3. Katrina Case Study - Assessments
- Have students teach a family member about the connection between levee building, wetlands loss, and Hurricane Katrina. Have the family member write a short paragraph about what they learned from the student.
- Ask students to locate a wetland in their local area and find out what plants and animals are there, if they can visit it, and if there are any on-going habitat restoration efforts there.
- National Geographic ran an article in October 2004, 1 year before Katrina, discussing the loss of wetlands in Louisiana and the devastation that would be caused by a large hurricane. Have students read the article and make comparisons between the predictions and what actually happened a year later.
- NOVA and Frontline will air “Storm that Drowned a City” on November 22 at 8 pm.
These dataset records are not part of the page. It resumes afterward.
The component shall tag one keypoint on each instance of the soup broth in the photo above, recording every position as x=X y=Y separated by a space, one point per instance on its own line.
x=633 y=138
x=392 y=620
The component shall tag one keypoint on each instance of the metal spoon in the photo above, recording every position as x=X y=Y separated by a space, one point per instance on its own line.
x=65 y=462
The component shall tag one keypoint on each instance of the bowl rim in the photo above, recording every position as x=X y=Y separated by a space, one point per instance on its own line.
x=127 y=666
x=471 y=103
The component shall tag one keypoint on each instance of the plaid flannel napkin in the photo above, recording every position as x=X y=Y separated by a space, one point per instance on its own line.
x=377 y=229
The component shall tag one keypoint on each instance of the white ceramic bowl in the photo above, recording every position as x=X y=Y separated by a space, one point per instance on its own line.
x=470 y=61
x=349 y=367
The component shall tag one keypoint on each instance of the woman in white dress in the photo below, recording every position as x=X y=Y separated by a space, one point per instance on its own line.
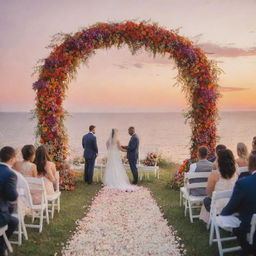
x=115 y=176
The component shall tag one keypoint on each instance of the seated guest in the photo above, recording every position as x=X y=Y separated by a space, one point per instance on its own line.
x=242 y=160
x=8 y=193
x=45 y=169
x=203 y=165
x=224 y=178
x=26 y=167
x=243 y=202
x=217 y=150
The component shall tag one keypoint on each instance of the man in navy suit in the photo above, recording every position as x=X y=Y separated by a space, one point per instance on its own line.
x=243 y=202
x=89 y=143
x=8 y=193
x=133 y=153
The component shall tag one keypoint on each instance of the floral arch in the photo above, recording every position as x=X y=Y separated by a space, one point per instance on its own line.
x=196 y=75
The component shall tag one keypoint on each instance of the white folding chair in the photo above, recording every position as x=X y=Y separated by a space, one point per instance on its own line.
x=193 y=202
x=37 y=184
x=215 y=225
x=98 y=169
x=54 y=199
x=19 y=214
x=7 y=242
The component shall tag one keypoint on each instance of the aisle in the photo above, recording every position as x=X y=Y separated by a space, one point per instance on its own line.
x=122 y=223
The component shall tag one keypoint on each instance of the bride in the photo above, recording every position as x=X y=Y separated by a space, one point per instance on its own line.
x=115 y=175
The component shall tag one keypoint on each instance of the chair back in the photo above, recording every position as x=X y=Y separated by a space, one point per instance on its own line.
x=217 y=195
x=38 y=185
x=195 y=175
x=57 y=177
It promises to be an hour long investigation of the science behind Hurricane Katrina, going into far more detail than the 15 minute video highlighted here.
- USGS has a great series of hands-on activities called the Fragile Fringe which provides extensive teacher information and resources on wetlands, their importance and their loss.
- GET INVOLVED! The EPA has an Adopt Your Watershed campaign encouraging kids to become environmental stewards and join forces with the many groups leading cleanup and restoration efforts around the country. To adopt a creek and conduct habitat restoration activities here in the Bay Area, my students and I have worked with:
- Save the Bay
- City of Oakland Public Works Agency
- Urban Creeks Council
3. Katrina Case Study - Sources and Standards
The subsidence demonstration was adapted from the Loss of Wetlands: Subsidence activity from the USGS Fragile Fringe series.
The Audubon Society has a great page on wetlands loss and how to protect what remains.
For additional information, see the Sources and Standards section of the Watersheds and Wetlands activity.
2. Topography is reshaped by the weathering of rock and soil and by the transportation and deposition of sediment. As a basis for understanding this concept:
a. Students know water running downhill is the dominant process in shaping the landscape, including California’s landscape.
b. Students know rivers and streams are dynamic systems that erode, transport sediment, change course, and flood their banks in natural and recurring patterns.
d. Students know earthquakes, volcanic eruptions, landslides, and floods change human and wildlife habitats.